Time is the cozy, domestic environment of well-known hometown pathways, an emotional frontier that reality makes the authentic inside of us. Space is knowledge and introspection of surrounding phenomena. Flavia Rebori’s aesthetic research was born here, at the start of her studies at the Pontifical Catholic University of Santiago.

“I started in the Eighties with oil painting and drawing, she says, but it is with watercolors that I found my pathway. In the beginning, I needed to improve my technique. I was lucky to meet the artist and great master Lea Kleiner, an emancipated woman who taught my colleagues and me how to address gender stereotypes in art.”

The artist’s recurrent subjects are familiar and everyday elements of life. “It has not been easy to break free of my background, but I realized that drawing and painting were at odds. In watercolor, I found my freedom. In the beginning, I reproduced a tree repeatedly; I needed to see it, feel it, touch it, and figure out the changes along the seasons to internalize it and make it mine. It was one of my first series”.

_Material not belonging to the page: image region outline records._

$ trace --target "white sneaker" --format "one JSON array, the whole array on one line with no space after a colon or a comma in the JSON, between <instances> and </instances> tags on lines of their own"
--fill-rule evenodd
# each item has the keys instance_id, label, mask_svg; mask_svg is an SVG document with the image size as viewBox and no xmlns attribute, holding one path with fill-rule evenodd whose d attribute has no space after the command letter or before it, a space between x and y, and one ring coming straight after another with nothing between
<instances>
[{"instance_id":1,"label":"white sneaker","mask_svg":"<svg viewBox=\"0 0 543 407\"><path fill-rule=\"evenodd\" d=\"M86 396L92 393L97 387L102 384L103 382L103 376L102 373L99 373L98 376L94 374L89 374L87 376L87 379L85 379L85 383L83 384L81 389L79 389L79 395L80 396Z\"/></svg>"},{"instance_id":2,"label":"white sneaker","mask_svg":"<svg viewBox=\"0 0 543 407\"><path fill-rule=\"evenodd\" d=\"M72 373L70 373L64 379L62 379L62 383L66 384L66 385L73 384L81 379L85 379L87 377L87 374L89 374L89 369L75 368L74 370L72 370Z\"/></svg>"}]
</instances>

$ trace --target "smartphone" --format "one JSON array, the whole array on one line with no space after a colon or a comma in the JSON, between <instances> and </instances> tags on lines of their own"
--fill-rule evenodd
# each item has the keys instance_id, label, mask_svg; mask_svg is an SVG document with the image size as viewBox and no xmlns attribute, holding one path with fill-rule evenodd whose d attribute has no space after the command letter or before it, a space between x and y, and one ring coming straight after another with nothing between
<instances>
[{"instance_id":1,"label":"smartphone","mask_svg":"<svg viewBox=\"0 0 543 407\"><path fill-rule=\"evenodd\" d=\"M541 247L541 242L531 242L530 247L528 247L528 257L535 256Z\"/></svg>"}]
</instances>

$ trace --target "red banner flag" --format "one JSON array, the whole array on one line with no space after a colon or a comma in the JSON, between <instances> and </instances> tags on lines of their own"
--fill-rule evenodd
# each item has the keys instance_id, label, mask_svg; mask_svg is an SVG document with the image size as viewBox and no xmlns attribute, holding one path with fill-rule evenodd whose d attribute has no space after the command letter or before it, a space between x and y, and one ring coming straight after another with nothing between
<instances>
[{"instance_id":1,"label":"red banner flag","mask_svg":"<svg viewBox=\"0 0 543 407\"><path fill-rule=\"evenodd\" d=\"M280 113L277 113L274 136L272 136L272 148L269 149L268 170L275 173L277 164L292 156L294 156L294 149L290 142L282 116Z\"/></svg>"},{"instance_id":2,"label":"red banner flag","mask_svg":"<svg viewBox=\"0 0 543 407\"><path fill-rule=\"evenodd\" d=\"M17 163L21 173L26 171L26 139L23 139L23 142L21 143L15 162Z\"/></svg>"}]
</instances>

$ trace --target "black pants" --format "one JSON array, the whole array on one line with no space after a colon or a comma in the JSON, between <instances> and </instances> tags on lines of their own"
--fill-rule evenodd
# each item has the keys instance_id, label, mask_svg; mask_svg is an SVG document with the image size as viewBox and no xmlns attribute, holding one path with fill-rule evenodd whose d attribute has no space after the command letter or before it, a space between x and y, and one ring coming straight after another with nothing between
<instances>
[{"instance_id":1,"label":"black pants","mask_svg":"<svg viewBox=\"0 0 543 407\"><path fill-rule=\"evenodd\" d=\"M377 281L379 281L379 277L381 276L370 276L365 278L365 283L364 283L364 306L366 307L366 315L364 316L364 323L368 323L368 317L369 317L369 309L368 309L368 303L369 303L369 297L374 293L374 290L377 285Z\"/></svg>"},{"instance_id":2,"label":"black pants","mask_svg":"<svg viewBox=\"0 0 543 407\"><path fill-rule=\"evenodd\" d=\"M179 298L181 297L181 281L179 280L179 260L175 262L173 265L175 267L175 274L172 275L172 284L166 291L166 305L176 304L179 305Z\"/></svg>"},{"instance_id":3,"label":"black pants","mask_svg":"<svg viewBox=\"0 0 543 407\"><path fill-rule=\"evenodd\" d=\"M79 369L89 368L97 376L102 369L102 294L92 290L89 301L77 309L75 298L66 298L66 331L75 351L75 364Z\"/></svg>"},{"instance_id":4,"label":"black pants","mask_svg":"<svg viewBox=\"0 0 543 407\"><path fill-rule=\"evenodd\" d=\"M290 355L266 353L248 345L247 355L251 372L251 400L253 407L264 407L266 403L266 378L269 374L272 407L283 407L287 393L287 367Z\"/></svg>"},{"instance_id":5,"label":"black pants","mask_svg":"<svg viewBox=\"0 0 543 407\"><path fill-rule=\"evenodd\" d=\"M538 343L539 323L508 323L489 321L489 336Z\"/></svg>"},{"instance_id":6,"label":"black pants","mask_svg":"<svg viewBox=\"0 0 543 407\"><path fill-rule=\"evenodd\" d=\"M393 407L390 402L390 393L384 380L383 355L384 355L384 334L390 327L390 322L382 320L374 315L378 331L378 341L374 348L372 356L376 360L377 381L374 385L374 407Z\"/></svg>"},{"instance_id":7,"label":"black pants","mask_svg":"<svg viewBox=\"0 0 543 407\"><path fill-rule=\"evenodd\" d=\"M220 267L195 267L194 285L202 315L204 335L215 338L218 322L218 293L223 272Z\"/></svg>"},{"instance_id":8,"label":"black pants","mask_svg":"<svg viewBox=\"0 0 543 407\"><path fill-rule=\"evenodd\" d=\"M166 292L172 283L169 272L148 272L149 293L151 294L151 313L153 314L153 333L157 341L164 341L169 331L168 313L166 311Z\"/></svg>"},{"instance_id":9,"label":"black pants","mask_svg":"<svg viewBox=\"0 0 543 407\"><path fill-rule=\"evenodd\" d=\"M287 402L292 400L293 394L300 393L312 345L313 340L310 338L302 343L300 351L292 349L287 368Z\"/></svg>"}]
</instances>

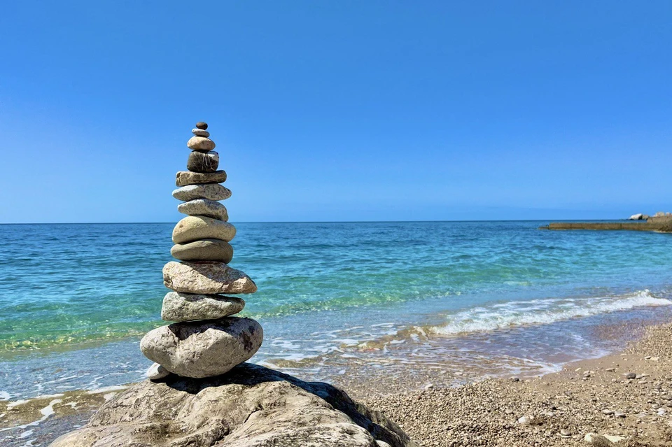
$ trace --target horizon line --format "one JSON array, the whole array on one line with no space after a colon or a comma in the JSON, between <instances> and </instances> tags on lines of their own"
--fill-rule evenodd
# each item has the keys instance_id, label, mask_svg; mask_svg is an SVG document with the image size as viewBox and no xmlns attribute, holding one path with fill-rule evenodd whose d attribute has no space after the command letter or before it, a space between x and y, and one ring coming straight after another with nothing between
<instances>
[{"instance_id":1,"label":"horizon line","mask_svg":"<svg viewBox=\"0 0 672 447\"><path fill-rule=\"evenodd\" d=\"M246 221L236 222L236 224L285 224L285 223L421 223L444 222L583 222L588 220L628 220L621 219L468 219L468 220L274 220L274 221ZM130 224L172 224L176 222L0 222L0 225L114 225ZM229 223L232 223L229 222Z\"/></svg>"}]
</instances>

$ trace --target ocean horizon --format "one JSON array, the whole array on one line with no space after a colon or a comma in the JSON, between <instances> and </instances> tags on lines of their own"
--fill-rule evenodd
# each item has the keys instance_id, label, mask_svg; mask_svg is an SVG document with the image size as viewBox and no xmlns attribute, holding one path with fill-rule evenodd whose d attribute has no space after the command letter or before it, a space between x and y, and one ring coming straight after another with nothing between
<instances>
[{"instance_id":1,"label":"ocean horizon","mask_svg":"<svg viewBox=\"0 0 672 447\"><path fill-rule=\"evenodd\" d=\"M265 328L252 361L336 381L538 374L634 336L605 327L672 315L668 235L546 223L237 223L231 264L259 288L242 315ZM3 224L0 399L142 380L174 225Z\"/></svg>"}]
</instances>

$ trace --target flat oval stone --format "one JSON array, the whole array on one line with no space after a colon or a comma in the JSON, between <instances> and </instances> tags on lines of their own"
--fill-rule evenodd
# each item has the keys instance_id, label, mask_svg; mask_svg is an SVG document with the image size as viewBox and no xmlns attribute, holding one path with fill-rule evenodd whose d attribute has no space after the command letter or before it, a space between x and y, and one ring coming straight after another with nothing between
<instances>
[{"instance_id":1,"label":"flat oval stone","mask_svg":"<svg viewBox=\"0 0 672 447\"><path fill-rule=\"evenodd\" d=\"M226 173L223 171L215 171L209 173L191 172L180 171L175 178L175 185L200 185L202 183L223 183L226 181Z\"/></svg>"},{"instance_id":2,"label":"flat oval stone","mask_svg":"<svg viewBox=\"0 0 672 447\"><path fill-rule=\"evenodd\" d=\"M163 267L163 283L175 292L198 294L254 293L249 276L223 262L176 262Z\"/></svg>"},{"instance_id":3,"label":"flat oval stone","mask_svg":"<svg viewBox=\"0 0 672 447\"><path fill-rule=\"evenodd\" d=\"M191 133L195 135L196 136L205 136L206 138L207 138L208 136L210 136L210 132L209 132L206 130L204 130L202 129L198 129L198 128L192 129Z\"/></svg>"},{"instance_id":4,"label":"flat oval stone","mask_svg":"<svg viewBox=\"0 0 672 447\"><path fill-rule=\"evenodd\" d=\"M245 301L235 297L169 292L163 297L161 318L166 321L218 320L244 308Z\"/></svg>"},{"instance_id":5,"label":"flat oval stone","mask_svg":"<svg viewBox=\"0 0 672 447\"><path fill-rule=\"evenodd\" d=\"M173 242L185 243L199 239L230 241L236 235L236 227L227 222L202 215L190 215L173 229Z\"/></svg>"},{"instance_id":6,"label":"flat oval stone","mask_svg":"<svg viewBox=\"0 0 672 447\"><path fill-rule=\"evenodd\" d=\"M229 220L229 213L226 211L226 207L224 205L207 199L195 199L180 204L177 206L177 211L182 214L204 215L224 222Z\"/></svg>"},{"instance_id":7,"label":"flat oval stone","mask_svg":"<svg viewBox=\"0 0 672 447\"><path fill-rule=\"evenodd\" d=\"M140 350L178 376L211 377L249 360L261 346L263 336L261 325L254 320L227 317L157 327L142 338Z\"/></svg>"},{"instance_id":8,"label":"flat oval stone","mask_svg":"<svg viewBox=\"0 0 672 447\"><path fill-rule=\"evenodd\" d=\"M231 197L231 190L218 183L189 185L173 191L173 197L183 201L189 201L195 199L226 200Z\"/></svg>"},{"instance_id":9,"label":"flat oval stone","mask_svg":"<svg viewBox=\"0 0 672 447\"><path fill-rule=\"evenodd\" d=\"M147 369L147 372L145 374L147 375L147 378L149 380L158 381L169 376L170 374L170 371L162 367L158 363L155 363Z\"/></svg>"},{"instance_id":10,"label":"flat oval stone","mask_svg":"<svg viewBox=\"0 0 672 447\"><path fill-rule=\"evenodd\" d=\"M205 136L192 136L187 141L187 147L192 150L212 150L215 142Z\"/></svg>"},{"instance_id":11,"label":"flat oval stone","mask_svg":"<svg viewBox=\"0 0 672 447\"><path fill-rule=\"evenodd\" d=\"M181 261L219 261L225 264L233 257L233 247L220 239L202 239L188 243L176 243L170 254Z\"/></svg>"},{"instance_id":12,"label":"flat oval stone","mask_svg":"<svg viewBox=\"0 0 672 447\"><path fill-rule=\"evenodd\" d=\"M187 169L192 172L214 172L219 166L219 154L214 150L192 150L187 159Z\"/></svg>"}]
</instances>

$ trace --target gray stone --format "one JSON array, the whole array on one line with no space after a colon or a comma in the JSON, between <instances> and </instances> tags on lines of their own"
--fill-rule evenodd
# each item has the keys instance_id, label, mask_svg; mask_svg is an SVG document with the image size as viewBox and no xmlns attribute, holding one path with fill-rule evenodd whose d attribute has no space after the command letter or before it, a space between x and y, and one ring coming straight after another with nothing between
<instances>
[{"instance_id":1,"label":"gray stone","mask_svg":"<svg viewBox=\"0 0 672 447\"><path fill-rule=\"evenodd\" d=\"M186 243L200 239L230 241L236 227L227 222L202 215L190 215L177 222L173 229L173 242Z\"/></svg>"},{"instance_id":2,"label":"gray stone","mask_svg":"<svg viewBox=\"0 0 672 447\"><path fill-rule=\"evenodd\" d=\"M187 243L176 243L170 254L181 261L220 261L225 264L233 257L233 247L220 239L201 239Z\"/></svg>"},{"instance_id":3,"label":"gray stone","mask_svg":"<svg viewBox=\"0 0 672 447\"><path fill-rule=\"evenodd\" d=\"M226 317L157 327L142 337L140 350L178 376L212 377L254 355L263 336L261 325L254 320Z\"/></svg>"},{"instance_id":4,"label":"gray stone","mask_svg":"<svg viewBox=\"0 0 672 447\"><path fill-rule=\"evenodd\" d=\"M192 150L187 159L187 169L192 172L214 172L219 167L219 154L214 150Z\"/></svg>"},{"instance_id":5,"label":"gray stone","mask_svg":"<svg viewBox=\"0 0 672 447\"><path fill-rule=\"evenodd\" d=\"M374 440L417 447L338 388L244 363L211 378L136 383L52 447L374 447Z\"/></svg>"},{"instance_id":6,"label":"gray stone","mask_svg":"<svg viewBox=\"0 0 672 447\"><path fill-rule=\"evenodd\" d=\"M218 320L245 308L245 301L235 297L169 292L163 297L161 318L166 321Z\"/></svg>"},{"instance_id":7,"label":"gray stone","mask_svg":"<svg viewBox=\"0 0 672 447\"><path fill-rule=\"evenodd\" d=\"M175 178L175 185L186 186L188 185L199 185L202 183L223 183L226 181L226 172L216 171L214 172L192 172L191 171L180 171Z\"/></svg>"},{"instance_id":8,"label":"gray stone","mask_svg":"<svg viewBox=\"0 0 672 447\"><path fill-rule=\"evenodd\" d=\"M173 197L183 201L189 201L195 199L226 200L231 197L231 190L218 183L189 185L173 191Z\"/></svg>"},{"instance_id":9,"label":"gray stone","mask_svg":"<svg viewBox=\"0 0 672 447\"><path fill-rule=\"evenodd\" d=\"M175 292L216 294L254 293L257 285L223 262L176 262L163 267L163 283Z\"/></svg>"},{"instance_id":10,"label":"gray stone","mask_svg":"<svg viewBox=\"0 0 672 447\"><path fill-rule=\"evenodd\" d=\"M224 222L229 220L229 213L226 212L226 207L224 205L207 199L195 199L180 204L177 206L177 211L182 214L204 215Z\"/></svg>"},{"instance_id":11,"label":"gray stone","mask_svg":"<svg viewBox=\"0 0 672 447\"><path fill-rule=\"evenodd\" d=\"M192 150L212 150L215 148L215 142L205 136L192 136L187 141L187 147Z\"/></svg>"},{"instance_id":12,"label":"gray stone","mask_svg":"<svg viewBox=\"0 0 672 447\"><path fill-rule=\"evenodd\" d=\"M159 381L164 377L167 377L170 371L162 367L158 363L155 363L149 367L146 373L147 378L150 381Z\"/></svg>"},{"instance_id":13,"label":"gray stone","mask_svg":"<svg viewBox=\"0 0 672 447\"><path fill-rule=\"evenodd\" d=\"M191 133L195 135L196 136L204 136L206 138L210 136L210 132L204 129L192 129Z\"/></svg>"}]
</instances>

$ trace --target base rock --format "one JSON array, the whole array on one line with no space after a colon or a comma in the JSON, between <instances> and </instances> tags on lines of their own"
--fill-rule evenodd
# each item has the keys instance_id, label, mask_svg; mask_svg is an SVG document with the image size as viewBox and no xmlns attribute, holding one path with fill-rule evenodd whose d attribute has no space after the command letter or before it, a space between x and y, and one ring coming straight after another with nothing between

Contemplation, therefore, becomes necessary to identify and reconstruct intimately the reflection of everything surrounding us. “Subject is an excuse to bring forward what you need to say. In everyday life, I search for my poetics by looking at what has repeatedly attracted me over time, always finding new aspects.

Among the subjects chosen, there are also several urban views. “Fifteen years ago, I went to Venice to find Turner’s fogs, but the result was not what I had expected. So, I started to work on a series of travel sketches to paint in solitude and find myself. Venice had another surprise for me, though. By chance, I found an old shop selling handmade paper, which seemed perfect for my technique: working the paper when it is still wet. I bought a big leather-bind book; the owner revealed that her shop dated back to the Seventeenth century and would supply from an ancient paper mill in Amalfi trat used an old production technique. I still buy that paper which reacts differently to the other papers and is perfect for my works.”

Flavia Rebori will be showing her artworks together with other five watercolors artists at the exhibition “The glaciers seen from the watercolor”, curated by Macaelina Campos, founder of Fundaction Casa Museo de la acuarela, in Santiago de Chile from 1st to 21st of October 2022 at “L’escalier espace d’art” (Montreuil, Paris, France). From 24th May, the Cultural Centre of the Italian School of Santiago De Chile will host the solo exhibition “Valparaiso” devoted to the Chilean city. The exhibition is curated by Gabriela Castillo; the catalogue has a contribution by Ernesto Muñoz.